Yeah but then 1000 years from now nobody will have the right USB cable to read it.
I think we should stick to proven solutions for millennia-robust information storage and paint it on walls inside pyramids.
We've had data storage that lasts for millennia for several thousand years already. The invention of millennia-long storage more or less coincided with the invention of writing.
There isn't really a benefit. Our durably-stored several-thousand-year-old records suffer from various problems:
- They're hard to understand.
- They tend not to be relevant to much.
- Most of them have gotten lost. They're not gone, but it would be extremely expensive to find them.
Interestingly, these are the same problems that occur with stored data of much more recent vintage. But they get worse and worse over time, and the fact that the storage medium itself doesn't degrade does nothing to help. It tends to make those usability problems worse by giving people a false sense of security that the data is still there, until the cost of recovering it becomes too great and for practical purposes it isn't there anymore.
If something matters, it will be stored on ephemeral media and recopied over time onto more ephemeral media.

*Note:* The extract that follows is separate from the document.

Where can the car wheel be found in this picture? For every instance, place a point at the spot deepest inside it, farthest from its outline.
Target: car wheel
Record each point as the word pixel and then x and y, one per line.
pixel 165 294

How much cheaper is it compared to those orbs you can get from the Long Now Foundation?
Any idea why they are reporting the estimated lifespan at 290°C? Testing seems to have been done at 440°C and above.
The big question, is it patented to the point were no one can buy the burners and media ?
Will it run on Linux ?
10k years ... Or until it's dropped...
Glass is one of the more stable things we can make. This seems pretty good! I don't have an application that requires ten thousand years of storage but I'm sure someone out there does!

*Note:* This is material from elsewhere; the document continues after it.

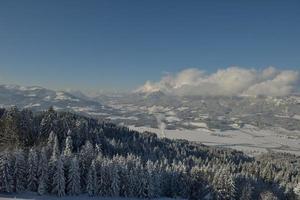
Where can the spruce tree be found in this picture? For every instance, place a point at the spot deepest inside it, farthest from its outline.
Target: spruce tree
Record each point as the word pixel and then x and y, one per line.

also at https://news.ycombinator.com/item?id=47065175
I don’t trust my Kodak Gold CDs that advertised 40 years, let alone humans to not self annihilate within the next 400 years.
In fact, look what we’re doing right now with all our past’s relics!
DNA?
Something I've always wondered.. could things like tree rings, or birdsong and other mating rituals (the species can survive only by replicating the sequences) be used for "data storage" by some hypothetical intelligences that think on scales of thousands of years?
is pyrex a public stock
Very impressive new format. 10,000 years...wow. That's great.
Now, can someone please help me get some data of this Iomega ZIPdrive disc?